LinkedIn Network Analysis
2021, Dec 01
Visualise my LinkedIn Social network using networkx and plotly to improve my understanding on network and graphy theories.
## Installing Libraries
import numpy as np
import pandas as pd
import networkx as nx
from pyvis import network as net
import janitor
import plotly.express as px
%matplotlib inline
import matplotlib.pyplot as plt
import seaborn as sns
from IPython.core.display import display, HTML
## Loading dataset
df = pd.read_csv('data/Connections.csv',skiprows=2)
df.info() # summary info
<class 'pandas.core.frame.DataFrame'>
RangeIndex: 400 entries, 0 to 399
Data columns (total 6 columns):
# Column Non-Null Count Dtype
--- ------ -------------- -----
0 First Name 397 non-null object
1 Last Name 397 non-null object
2 Email Address 7 non-null object
3 Company 390 non-null object
4 Position 390 non-null object
5 Connected On 400 non-null object
dtypes: object(6)
memory usage: 18.9+ KB
At a quick glance, I have about 400 connections.
Data Cleaning
I will perform some cleaning, remove unnecessary attributes and remove null values from the data.
new_df = (
df.clean_names() # remove spacing and capitalisation
.drop(columns=['first_name','last_name','email_address']) # dropped first, last and email
.dropna(subset=['company','position']) # remove null values in company and position
.to_datetime('connected_on', format='%d %b %Y') # convert date column to datetime object
)
new_df.head()
company | position | connected_on | |
---|---|---|---|
0 | InfoCepts | Talent Acquisition Lead | 2021-11-28 |
1 | Yara International | Associate data engineer | 2021-11-27 |
2 | Yara International | Lead Recruiter, Digital Ag Solutions | 2021-11-25 |
3 | Yara International | Data Scientist | 2021-11-25 |
4 | Yara International | Associate Digital Information Specialist | 2021-11-25 |
Data Exploration
- Connnections at a glance
- New connections over time
- Top 15 companies my connections work at
- Top 15 roles my connections work as
Connections at a glance
new_df1 = new_df[['company','position']]
new_df1['My Network'] = 'My Network'
px.treemap(new_df1, path=['My Network', 'company', 'position'], width=1200, height=1200)
New Connections over time
daily_connections = (new_df
.groupby(by=['connected_on']) # group by date
.size() # sum up new connections per day
.plot() # plot line chart
)
Looking at the number of new connections over time since i joined LinkedIn, bulk of my connections were created during the start - period between end 2019 and start of 2020).

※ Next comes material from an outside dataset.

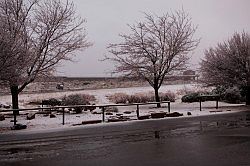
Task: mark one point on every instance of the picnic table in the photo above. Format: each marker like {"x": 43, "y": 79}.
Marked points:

Top 15 companies my connections work at
companies_count = (new_df
.groupby(by=['company']) # group by country
.size() # sum up count for each company
.to_frame('size') # convert to frame
.sort_values(by=['size'],ascending=False) # sort by descending order
.reset_index()
)
companies_count.head(15).plot(kind='barh').invert_yaxis() # convert to horizontal plot
Top 15 roles my connections are working in
position_count = (new_df
.groupby(by=['position']) # group by country
.size() # sum up count for each company
.to_frame('size') # convert to frame
.sort_values(by=['size'],ascending=False) # sort by descending order
)
position_count.head(15).plot(kind='barh').invert_yaxis() # convert to horizontal plot
The top 3 companies my connections are working in are from Yara, Archisen and NTU, which is expected given that I did my undergraduate degree in NTU, worked at Archisen after graduation before joining Yara International.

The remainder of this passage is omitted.